Bu detay, polisi iyice şüphelendirmeye başlıyor ancak Jessica ne kadar köşeye sıkıştırılsa sıkıştırılsın, adamı tanımadığı konusunda ısrar etmeye devam ediyor. Yeterli delil elde edemeyen polisler en sonunda kadını serbest bırakıyor.
Şifreli bir şekilde yazmış not, bugün hala gizemini koruyor
Polis, kitabın arka kapağında bulunan çıkıntıdan şifreli bir mesaj ortaya çıkarıyor. Mesajda tam olarak şu harfler yer alıyor; “WRGOABABD, MLIAOI, WTBIMPANETP, MLIABO AIAQC, ITTMTSAMSTGAB."
Bu harflerin ne anlama geldiğini çözebilmek için onlarca kod uzmanı olaya dahil oldu, harfler birçok yabancı dilde incelendi, çevirileri yapılmaya çalışıldı. İlk satırdaki ilk harf W yerine M ile değiştirildi, son satırdaki ilk harf de I yerine L ile değiştirildi ancak ne kadar kombinasyon denenirse denensin mektupta ne yazdığı asla ortaya çıkmadı.
Ortaya atılan en güçlü teori: Somerton Adamı casus olduğu için öldürüldü
Somerton Adamı'nın mezarı
Tamam Shud vakası, üzerinden onlarca yıl geçmesine rağmen araştırılmaya devam ediyor. Hatta yaklaşık 5 yıl önce, baş şüphelilerden Jessica’nın kızı bir televizyon programında çarpıcı açıklamalarda bulunuyor.
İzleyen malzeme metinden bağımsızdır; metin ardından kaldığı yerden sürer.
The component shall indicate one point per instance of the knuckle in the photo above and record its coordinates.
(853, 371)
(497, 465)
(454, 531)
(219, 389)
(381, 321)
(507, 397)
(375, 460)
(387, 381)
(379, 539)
Kadın, 60 Minutes adlı TV programında şu açıklamalarda bulunuyor; "Annemin gerçekten çok ama çok karanlık bir yanı vardı. Polise Somerton Adamı hakkında hiçbir şey bilmediğini söylemişti ancak bunlar tamamen yalandı. Bana o adamın kim olduğunu bildiğini, ancak bu olayın polisi de aştığını söylemişti. Sürekli “polis bu işle başa çıkamaz, sandıklarından çok daha büyük bir şey bu” deyip dururdu.”
Olayın polisi aştığı ifadeleri, insanların akıllarına tek bir şey getiriyordu; Somerton Adamı bir casus olabilirdi. Söylenenlere göre bu casus, İçinde Somerton’ın bulunduğu Adelaide yakınlarında bulunan uranyum madeni ve askeri araştırma merkezi hakkında bilgiler toplamak için gelmiş ve üst düzey yetkililer tarafından tespit edilerek öldürülmüştü.
Tamam Shud vakası, tam 73 yıldır gizemini istikrarlı bir şekilde korumaya devam ediyor. Bu zamana kadar paylaştığım esrarengiz olaylarda teknolojinin yetersizliğinden dolayı bazı delillere ulaşamamak son derece normal bir şey gibi geliyordu. Tamam Shud vakasında ise 1948 yılında teknoloji şimdiki gibi gelişmiş olsaydı bile yine hiçbir delile ulaşılamayacağını düşünüyorum.
Kesilen kıyafet etiketleri, diş ve parmak izinin hiçbir şekilde sonuç vermemesi, ölüm nedeninin bile tam olarak saptanamayışı… Görünen o ki Somerton Adamı’nı öldüren her kimse ne yaptığını gayet iyi bilen biriydi (belki de birileriydi) ve olayı son derece başarılı bir şekilde örtmeyi başardı.